6 Tips to Get the Most Nutrition Out of Your Produce
OK, so I posted on Eating on the Wild Side by Jo Robinson a few months back, but as I continue to read this well-researched and exceptionally insightful book I am struck by the wealth of tips and techniques to gather the most nutrition out of, even supermarket, produce. Robinson’s seeming mission is to provide an in-depth understanding on how our crops function as living plants and how we can better function by exploiting the inherent nutrition within. Taking a sort of contemporary Hippocratic stance, Robinson makes the case for achieving a state of fully realized health through the selective and methodical consumption of the produce available to us. Believe it or not, the most bang for your buck doesn’t always come from raw or even fresh foods.
So here are a few tips (straight from the book) that I found either illuminating or genuinely surprising:
The healing properties of garlic can be maximized by slicing, chopping, mashing, or pressing it and then letting it rest for a full 10 minutes before cooking.
Store-bought lettuce should be taken home, rinsed and then dried. Then it should be ripped into bite-sized pieces by hand before you store it. This will increase the antioxidant activity … four-fold. The next time you eat it, it’s going to have four times as many antioxidants.
Cooking potatoes and then chilling them for about 24 hours before you eat them (even if you reheat them) turns a high-glycemic vegetable into a low- or moderate-glycemic vegetable. Paradoxically, combining potatoes with oil (French fry alert!) helps keep them from disrupting your metabolism.
The most yellow corn in the store has 35 times more beta-carotene than white corn.

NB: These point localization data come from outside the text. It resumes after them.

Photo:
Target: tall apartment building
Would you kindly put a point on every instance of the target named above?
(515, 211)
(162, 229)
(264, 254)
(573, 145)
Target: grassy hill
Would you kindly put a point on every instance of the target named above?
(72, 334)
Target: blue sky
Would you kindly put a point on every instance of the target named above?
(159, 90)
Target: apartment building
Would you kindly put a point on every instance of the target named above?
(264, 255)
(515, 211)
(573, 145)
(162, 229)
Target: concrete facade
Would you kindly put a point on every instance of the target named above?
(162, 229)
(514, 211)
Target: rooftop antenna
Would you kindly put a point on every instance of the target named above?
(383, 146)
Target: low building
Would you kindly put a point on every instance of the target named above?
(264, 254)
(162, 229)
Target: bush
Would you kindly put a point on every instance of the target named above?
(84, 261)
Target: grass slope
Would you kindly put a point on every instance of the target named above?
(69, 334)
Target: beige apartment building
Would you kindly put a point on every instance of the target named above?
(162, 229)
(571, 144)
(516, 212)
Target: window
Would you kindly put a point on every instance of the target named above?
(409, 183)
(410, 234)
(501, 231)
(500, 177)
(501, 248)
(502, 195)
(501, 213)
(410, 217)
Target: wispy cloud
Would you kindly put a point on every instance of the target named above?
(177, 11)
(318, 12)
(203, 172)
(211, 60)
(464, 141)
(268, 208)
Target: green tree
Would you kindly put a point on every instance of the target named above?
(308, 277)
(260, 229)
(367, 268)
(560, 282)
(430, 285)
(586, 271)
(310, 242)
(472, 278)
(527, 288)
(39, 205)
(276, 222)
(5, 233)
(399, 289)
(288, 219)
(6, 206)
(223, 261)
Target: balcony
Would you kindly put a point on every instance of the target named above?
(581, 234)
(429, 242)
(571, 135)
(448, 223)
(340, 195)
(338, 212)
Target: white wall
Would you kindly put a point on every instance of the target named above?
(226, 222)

Carrots are more nutritious cooked than raw. When cooked whole, they have 25 percent more falcarinol, a cancer-fighting compound, than carrots that have been sectioned before cooking.
The most nutritious tomatoes in the supermarket are not in the produce aisles—they are in the canned goods section! Processed tomatoes, whether canned or cooked into a paste or sauce, are the richest known source of lycopene. They also have the most flavor.
While most of us are neither experts in nutrition, nor published authors on the subject, some of us surely have tips on the subject. Please feel free to share such tips, or sound off on some of the advice provided by Robinson above.